How do multi-agent reinforcement learning (MARL) swarm robotic systems, and their extensions, contribute to improving collaboration and adaptability in search and rescue missions?

4.0 | Method

The IEEE search query. The systematic literature review was limited to IEEE due to project timestrain constraints and may not have considered all relevant papers.

Inclusion and Exclusion Criteria

Inclusion Criteria

Peer-reviewed publication.
Written in English.
Published between:
- Start: September 27, 2007
- End: September 27, 2025
Focus of results: Must address improvements in at least one of the following:
4.1. Multi-agent search strategy
4.2. Multi-agent collaboration
4.3. Agent adaptability

Exclusion Criteria

Studies where the model does not use Reinforcement Learning (RL)
- (e.g., Evolutionary Computation, Game Theory, etc.)
Imitation learning based approaches.
Centralized task allocation methods.
Static centralized communication structures.
Foundational or elementary models or frameworks (i.e., lacking applied or novel methodological contributions).

Cohens Kappa was used as a criterium to assess the inclusion and inclusion criteria. All gathered articles were first screened based on title and abstract only. Subsequently, the articles which were agreed upon to include or disagreed about whether or not to include were took part in the second screening stage. During the second screening stage, the full texts were analyzed. A high Kappa value was yielded.

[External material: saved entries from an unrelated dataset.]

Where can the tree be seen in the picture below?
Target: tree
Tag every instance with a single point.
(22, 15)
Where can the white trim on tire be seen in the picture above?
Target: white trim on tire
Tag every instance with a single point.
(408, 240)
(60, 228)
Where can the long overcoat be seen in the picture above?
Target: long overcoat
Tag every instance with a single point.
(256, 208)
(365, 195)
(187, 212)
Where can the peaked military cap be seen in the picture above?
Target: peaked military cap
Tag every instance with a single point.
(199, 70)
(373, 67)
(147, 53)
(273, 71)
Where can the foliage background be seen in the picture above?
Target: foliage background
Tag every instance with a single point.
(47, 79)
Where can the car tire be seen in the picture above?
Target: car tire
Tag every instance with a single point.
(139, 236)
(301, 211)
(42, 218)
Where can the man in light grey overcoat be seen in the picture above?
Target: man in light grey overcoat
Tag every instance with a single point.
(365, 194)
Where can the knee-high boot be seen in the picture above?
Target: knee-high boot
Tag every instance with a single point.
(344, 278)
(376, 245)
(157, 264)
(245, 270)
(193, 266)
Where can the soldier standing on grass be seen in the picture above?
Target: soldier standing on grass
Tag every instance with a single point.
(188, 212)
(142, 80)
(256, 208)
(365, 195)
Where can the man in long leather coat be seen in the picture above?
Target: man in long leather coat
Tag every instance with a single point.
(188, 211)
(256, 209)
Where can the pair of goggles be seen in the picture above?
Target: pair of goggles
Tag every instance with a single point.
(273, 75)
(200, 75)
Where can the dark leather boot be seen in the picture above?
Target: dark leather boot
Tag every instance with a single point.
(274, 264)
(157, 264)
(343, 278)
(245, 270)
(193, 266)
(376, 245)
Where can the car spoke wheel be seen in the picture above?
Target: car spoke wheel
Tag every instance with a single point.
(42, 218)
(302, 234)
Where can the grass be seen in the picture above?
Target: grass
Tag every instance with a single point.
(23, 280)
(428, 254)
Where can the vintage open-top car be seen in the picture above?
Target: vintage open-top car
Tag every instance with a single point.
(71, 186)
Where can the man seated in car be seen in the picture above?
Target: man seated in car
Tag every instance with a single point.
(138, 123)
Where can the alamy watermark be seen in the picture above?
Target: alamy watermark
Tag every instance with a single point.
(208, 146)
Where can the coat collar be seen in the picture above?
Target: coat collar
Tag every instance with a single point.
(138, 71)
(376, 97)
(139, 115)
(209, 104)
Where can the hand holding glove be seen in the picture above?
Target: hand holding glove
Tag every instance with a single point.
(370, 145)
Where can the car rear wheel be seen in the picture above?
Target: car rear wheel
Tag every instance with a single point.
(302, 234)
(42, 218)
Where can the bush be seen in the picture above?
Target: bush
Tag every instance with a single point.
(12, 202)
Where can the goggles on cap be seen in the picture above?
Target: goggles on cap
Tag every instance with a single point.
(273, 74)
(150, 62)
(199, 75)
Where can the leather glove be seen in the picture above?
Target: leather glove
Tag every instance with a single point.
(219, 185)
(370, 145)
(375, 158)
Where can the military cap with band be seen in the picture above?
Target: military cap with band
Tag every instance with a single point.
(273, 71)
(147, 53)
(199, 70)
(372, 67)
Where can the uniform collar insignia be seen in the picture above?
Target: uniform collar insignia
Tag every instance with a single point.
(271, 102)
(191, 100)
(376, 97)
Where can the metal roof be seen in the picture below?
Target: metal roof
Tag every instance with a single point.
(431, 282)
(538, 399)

Thereafter, the quality of each article was independently assessed by both authors using eight criteria:
(1) clarity of the problem formulation,
(2) environment fidelity,
(3) suitability of evaluation metrics,
(4) inclusion of baselines and/or ablations,
(5) statistical robustness (e.g., were experiments performed more than once?),
(6) generalization of results (i.e., diversity of environmental conditions),
(7) reproducibility (availability of code, data, configurations, etc.), and
(8) explicit discussion of threats to validity (internal and/or external).
As before, Cohen’s Kappa was calculated for each criterion (with 95% confidence intervals), and agreement was very high.

5.0 | Findings

Although reinforcement learning has contributed substantially to swarm robotics, most existing studies still evaluate their methods in environments that are nearly static. This is at odds with physical reality, which is intrinsically uncertain and constantly changing. Consequently, the adaptive capabilities of current MARL systems in dynamic swarm-robotic scenarios remain questionable.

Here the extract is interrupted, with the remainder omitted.